On infrastructure, he highlights the importance of data lakes and modern cloud tooling that can ingest structured and unstructured data and feed it into analytics platforms. The company brings together internal operational data with external sources such as traffic, weather, and geopolitical signals to create richer models for forecasting and optimization. “Once you take the data and manage it in the … data lake … you can then bring in external sources of data” to refine models and insights.

On culture, Carter attributes FedEx’s forward momentum to a legacy of innovation. From its early “tracking page” on the web to pioneering real-time shipment visibility decades ago, innovation is in the company’s DNA. He explains that FedEx leaders encourage questioning the status quo, exploring new possibilities, and taking calculated risks: a mindset that supports experimentation with AI and other advanced technologies.

Lessons for CIOs and Technology Leaders

Across his conversation, Carter shared several strategic lessons for leaders embracing AI in complex, data-rich enterprises:

  1. Embrace AI as an optimizer, not just an add-on: AI should be woven into core operations, from routing and scheduling to customer visibility and customs optimization, not siloed as a separate function.
  2. Invest in data infrastructure: Massive data lakes and scalable cloud platforms are essential to host the data that fuel predictive and generative models.
  3. Be less obsessed with perfect structure: Carter notes that modern analytics and search engines can work with messier data than traditional systems required, allowing teams to move faster while still protecting data quality and security.
  4. Foster a culture of innovation: Technology adoption happens faster when teams are encouraged to challenge assumptions, experiment safely, and learn from outcomes.
  5. Balance modernization with value delivery: Moving off legacy mainframes and adopting modern software engineering practices like DevSecOps and CI/CD are critical for future agility, but leaders must always align technical work with business value.

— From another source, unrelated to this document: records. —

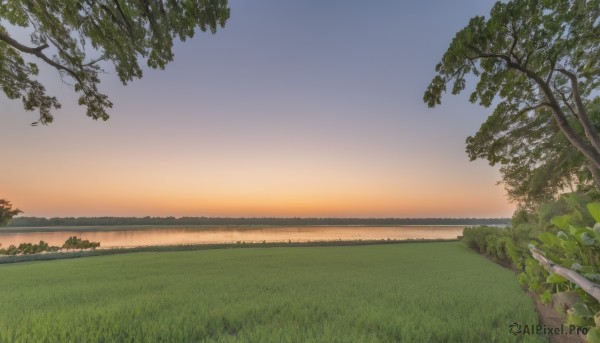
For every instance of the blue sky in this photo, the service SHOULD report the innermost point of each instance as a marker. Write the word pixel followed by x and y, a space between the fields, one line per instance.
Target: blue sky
pixel 295 108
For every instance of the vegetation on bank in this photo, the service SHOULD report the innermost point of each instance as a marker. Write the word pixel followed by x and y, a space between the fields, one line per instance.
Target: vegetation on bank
pixel 565 231
pixel 58 255
pixel 71 243
pixel 434 292
pixel 107 221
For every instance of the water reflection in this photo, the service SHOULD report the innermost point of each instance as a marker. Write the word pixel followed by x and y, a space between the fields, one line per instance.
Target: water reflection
pixel 109 237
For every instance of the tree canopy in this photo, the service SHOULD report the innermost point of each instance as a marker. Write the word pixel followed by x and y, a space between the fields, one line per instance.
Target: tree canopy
pixel 538 63
pixel 81 34
pixel 7 212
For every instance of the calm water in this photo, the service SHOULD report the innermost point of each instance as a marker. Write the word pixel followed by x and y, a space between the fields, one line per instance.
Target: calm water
pixel 142 236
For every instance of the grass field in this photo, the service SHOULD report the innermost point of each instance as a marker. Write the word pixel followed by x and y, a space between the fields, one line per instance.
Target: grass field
pixel 419 292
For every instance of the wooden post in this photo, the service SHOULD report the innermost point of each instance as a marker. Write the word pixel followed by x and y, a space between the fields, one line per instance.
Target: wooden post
pixel 585 284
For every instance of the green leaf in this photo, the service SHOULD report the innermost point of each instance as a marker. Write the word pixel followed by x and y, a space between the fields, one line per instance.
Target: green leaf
pixel 594 209
pixel 561 221
pixel 593 335
pixel 549 239
pixel 586 239
pixel 555 278
pixel 582 310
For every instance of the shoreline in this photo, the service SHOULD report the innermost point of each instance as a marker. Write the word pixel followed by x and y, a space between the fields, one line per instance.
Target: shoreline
pixel 6 259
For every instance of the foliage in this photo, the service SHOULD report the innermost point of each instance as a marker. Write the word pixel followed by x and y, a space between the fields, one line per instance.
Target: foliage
pixel 83 34
pixel 7 212
pixel 433 292
pixel 538 63
pixel 75 242
pixel 29 248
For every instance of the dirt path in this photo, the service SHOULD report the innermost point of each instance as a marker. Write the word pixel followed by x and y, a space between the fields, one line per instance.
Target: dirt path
pixel 550 318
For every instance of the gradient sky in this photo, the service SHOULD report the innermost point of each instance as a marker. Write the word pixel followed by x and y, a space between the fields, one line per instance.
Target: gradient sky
pixel 296 108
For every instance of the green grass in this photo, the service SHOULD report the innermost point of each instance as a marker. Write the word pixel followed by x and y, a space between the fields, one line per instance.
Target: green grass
pixel 421 292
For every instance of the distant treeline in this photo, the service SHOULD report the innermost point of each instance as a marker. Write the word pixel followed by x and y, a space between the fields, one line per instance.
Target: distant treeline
pixel 108 221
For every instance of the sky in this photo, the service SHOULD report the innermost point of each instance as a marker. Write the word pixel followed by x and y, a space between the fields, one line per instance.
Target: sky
pixel 296 108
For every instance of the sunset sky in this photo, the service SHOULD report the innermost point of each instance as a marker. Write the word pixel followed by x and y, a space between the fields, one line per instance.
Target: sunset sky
pixel 295 108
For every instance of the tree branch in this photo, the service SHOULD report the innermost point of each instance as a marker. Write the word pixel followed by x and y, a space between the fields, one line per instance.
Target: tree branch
pixel 583 117
pixel 585 284
pixel 591 152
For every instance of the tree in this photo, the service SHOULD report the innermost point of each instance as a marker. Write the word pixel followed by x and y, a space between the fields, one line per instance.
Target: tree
pixel 83 33
pixel 538 63
pixel 7 212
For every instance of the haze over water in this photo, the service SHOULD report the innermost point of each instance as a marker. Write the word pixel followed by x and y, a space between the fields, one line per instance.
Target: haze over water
pixel 229 234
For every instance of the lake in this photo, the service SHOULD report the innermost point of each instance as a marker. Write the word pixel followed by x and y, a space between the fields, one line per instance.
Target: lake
pixel 141 235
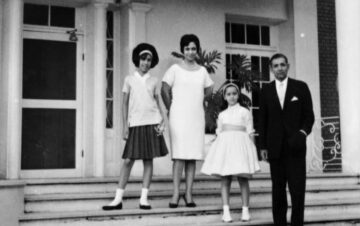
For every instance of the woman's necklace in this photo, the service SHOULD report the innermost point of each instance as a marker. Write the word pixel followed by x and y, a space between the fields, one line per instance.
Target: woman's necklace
pixel 191 66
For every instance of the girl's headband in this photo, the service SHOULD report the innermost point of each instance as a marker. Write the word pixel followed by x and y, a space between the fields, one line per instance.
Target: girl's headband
pixel 228 85
pixel 145 51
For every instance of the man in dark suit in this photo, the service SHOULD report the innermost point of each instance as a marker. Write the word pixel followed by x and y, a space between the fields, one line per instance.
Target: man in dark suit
pixel 286 118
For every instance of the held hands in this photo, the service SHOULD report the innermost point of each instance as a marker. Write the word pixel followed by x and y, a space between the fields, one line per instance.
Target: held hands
pixel 160 128
pixel 125 132
pixel 264 155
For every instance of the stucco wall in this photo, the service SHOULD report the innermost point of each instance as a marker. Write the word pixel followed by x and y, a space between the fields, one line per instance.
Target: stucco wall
pixel 3 103
pixel 12 201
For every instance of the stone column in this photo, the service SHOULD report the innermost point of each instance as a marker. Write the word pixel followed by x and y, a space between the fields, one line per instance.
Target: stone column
pixel 12 75
pixel 348 43
pixel 99 87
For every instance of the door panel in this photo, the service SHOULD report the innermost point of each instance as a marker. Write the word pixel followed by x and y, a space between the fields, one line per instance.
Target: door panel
pixel 51 106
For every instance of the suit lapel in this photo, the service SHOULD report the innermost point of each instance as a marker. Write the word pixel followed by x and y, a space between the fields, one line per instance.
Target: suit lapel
pixel 274 95
pixel 288 93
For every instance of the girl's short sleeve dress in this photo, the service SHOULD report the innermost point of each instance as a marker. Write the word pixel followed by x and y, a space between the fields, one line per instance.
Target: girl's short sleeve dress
pixel 187 117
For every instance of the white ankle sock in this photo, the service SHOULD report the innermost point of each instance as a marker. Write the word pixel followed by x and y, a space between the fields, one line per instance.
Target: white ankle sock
pixel 118 197
pixel 245 213
pixel 226 214
pixel 143 197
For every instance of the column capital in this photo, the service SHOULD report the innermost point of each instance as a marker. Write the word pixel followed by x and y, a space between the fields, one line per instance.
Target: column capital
pixel 140 7
pixel 101 3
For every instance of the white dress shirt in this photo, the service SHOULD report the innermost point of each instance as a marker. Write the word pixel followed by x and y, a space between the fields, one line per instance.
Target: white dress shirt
pixel 281 90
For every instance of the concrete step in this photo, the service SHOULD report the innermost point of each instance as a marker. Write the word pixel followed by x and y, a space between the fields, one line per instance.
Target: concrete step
pixel 160 199
pixel 346 210
pixel 103 185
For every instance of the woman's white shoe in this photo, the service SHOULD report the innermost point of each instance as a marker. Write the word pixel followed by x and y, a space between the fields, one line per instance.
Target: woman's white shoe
pixel 226 214
pixel 226 218
pixel 245 216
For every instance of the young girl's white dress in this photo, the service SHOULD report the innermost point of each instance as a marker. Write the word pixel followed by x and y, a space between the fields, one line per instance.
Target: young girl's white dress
pixel 232 152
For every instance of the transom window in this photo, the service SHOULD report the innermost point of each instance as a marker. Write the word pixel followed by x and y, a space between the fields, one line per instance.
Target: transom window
pixel 49 15
pixel 250 34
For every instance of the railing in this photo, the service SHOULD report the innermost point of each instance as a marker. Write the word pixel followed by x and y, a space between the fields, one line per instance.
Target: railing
pixel 324 148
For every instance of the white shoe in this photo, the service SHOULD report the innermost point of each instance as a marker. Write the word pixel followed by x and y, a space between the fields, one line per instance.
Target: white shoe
pixel 245 216
pixel 226 217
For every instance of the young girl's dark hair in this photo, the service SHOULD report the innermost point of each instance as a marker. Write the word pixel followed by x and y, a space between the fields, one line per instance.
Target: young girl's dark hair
pixel 241 100
pixel 186 39
pixel 143 47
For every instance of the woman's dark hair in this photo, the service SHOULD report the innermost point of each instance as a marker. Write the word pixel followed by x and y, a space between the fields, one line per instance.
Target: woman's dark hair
pixel 141 47
pixel 186 39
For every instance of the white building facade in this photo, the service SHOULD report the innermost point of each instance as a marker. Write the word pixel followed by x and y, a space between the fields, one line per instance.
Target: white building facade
pixel 63 63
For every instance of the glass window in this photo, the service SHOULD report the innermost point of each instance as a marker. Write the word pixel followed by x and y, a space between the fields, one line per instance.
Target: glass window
pixel 47 75
pixel 227 32
pixel 255 63
pixel 110 69
pixel 238 33
pixel 265 73
pixel 36 14
pixel 265 35
pixel 252 34
pixel 109 88
pixel 110 52
pixel 62 16
pixel 110 24
pixel 48 139
pixel 109 117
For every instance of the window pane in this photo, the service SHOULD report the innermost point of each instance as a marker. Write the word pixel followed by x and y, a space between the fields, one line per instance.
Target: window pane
pixel 109 117
pixel 256 119
pixel 252 34
pixel 238 33
pixel 49 69
pixel 265 35
pixel 109 87
pixel 255 63
pixel 227 32
pixel 228 71
pixel 36 14
pixel 48 138
pixel 265 74
pixel 110 24
pixel 110 54
pixel 62 16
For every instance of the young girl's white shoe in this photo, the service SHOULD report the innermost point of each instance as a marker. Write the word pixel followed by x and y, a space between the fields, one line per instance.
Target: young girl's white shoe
pixel 226 217
pixel 245 216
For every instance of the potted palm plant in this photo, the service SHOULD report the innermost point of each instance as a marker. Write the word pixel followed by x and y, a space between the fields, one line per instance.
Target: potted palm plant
pixel 238 71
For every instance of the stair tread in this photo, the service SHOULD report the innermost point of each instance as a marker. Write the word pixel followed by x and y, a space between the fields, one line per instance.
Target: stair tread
pixel 180 210
pixel 259 176
pixel 315 218
pixel 165 193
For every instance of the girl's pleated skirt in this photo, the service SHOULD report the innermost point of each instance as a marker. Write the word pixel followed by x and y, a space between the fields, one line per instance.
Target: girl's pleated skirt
pixel 144 143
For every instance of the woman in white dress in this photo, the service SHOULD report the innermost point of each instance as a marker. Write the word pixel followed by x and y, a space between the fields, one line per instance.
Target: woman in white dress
pixel 183 90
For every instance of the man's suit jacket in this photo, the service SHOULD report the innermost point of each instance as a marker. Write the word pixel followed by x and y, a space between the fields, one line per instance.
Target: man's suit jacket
pixel 278 125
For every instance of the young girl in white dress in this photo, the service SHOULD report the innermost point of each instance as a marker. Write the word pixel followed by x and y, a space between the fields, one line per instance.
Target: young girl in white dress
pixel 143 124
pixel 233 153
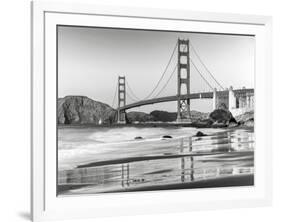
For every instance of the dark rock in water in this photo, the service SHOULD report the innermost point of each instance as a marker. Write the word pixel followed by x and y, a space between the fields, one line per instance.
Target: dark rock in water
pixel 199 134
pixel 232 124
pixel 221 118
pixel 167 137
pixel 246 119
pixel 138 138
pixel 83 110
pixel 163 116
pixel 140 117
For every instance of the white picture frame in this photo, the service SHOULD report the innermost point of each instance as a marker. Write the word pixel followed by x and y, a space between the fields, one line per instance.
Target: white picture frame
pixel 46 204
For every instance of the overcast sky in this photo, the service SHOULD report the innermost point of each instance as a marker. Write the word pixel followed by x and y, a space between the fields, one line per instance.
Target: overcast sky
pixel 90 60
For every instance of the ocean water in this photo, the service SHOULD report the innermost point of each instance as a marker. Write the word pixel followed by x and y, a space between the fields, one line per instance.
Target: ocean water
pixel 103 159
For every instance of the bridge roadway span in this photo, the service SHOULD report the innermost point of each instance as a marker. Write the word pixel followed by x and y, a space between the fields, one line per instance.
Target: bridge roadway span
pixel 203 95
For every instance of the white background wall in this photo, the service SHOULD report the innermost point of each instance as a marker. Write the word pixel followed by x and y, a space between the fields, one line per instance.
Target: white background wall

AI as the Future of Global Logistics

Rob Carter’s vision for FedEx is both pragmatic and ambitious: AI isn’t just reshaping logistics; it’s enabling a new generation of responsiveness, insight, and customer experience that was previously impossible at global scale. By combining massive data assets with machine learning, predictive analytics, and sensor data, FedEx is redefining what customers and teams can expect from a logistics provider.

As Carter puts it, AI allows you to see tomorrow’s opportunities today and in a network that moves millions of shipments every day, that foresight is transformational.